The services are still fronted by Fasty’s CDN and in the new infrastructure we’ve removed our load balancer and have replaced it by having Fastly handle the load balancing for us. Additionally we’ve recently setup a static mirror of PyPI that is updated once every minute. This is hosted on Rackspace cloud as well but in a separate data center from the rest of PyPI. Fastly is configured to fall back to this static mirror in the case that neither of the two web heads are functioning. This should ensure that even in the event of a catastrophic failure of the PyPI service that the bulk of package installations should hopefully remain working.

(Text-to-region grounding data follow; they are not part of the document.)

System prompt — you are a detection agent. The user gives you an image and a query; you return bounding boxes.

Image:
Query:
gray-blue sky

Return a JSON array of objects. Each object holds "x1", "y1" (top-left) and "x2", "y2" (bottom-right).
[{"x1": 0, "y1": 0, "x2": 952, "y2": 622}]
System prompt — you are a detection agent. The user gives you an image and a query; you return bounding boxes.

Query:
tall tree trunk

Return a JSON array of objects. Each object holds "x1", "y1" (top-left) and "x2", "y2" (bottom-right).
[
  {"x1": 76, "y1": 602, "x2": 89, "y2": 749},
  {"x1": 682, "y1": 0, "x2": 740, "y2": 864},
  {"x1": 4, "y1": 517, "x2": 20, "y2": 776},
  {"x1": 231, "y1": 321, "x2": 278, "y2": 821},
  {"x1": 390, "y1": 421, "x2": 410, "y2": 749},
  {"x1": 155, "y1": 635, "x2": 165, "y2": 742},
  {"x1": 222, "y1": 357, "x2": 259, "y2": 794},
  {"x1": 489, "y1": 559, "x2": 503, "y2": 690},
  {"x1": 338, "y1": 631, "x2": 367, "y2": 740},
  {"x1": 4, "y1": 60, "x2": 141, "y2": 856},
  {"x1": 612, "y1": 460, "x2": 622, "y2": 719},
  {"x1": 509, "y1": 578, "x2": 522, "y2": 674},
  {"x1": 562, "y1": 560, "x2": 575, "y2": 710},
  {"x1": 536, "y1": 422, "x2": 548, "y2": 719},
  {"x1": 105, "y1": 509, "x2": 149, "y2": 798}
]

The bad news, (and the “Breakage” from the subject) is that while the new infrastructure was being planned out, built, and migrated to the “pypissh” package was forgotten. The pypissh package is an alternative way to upload packages to PyPI however it is very difficult, because of the way it works, to provide HA support for it as we’ve set up for everything else. We don’t have any numbers for how many people are actively using this package but looking at a roughly 2 week chunk of time in PyPI’s download history, the pypissh package was downloaded 7 times by a browser, and 7 times by pip. All other downloads were caused by the mirroring system.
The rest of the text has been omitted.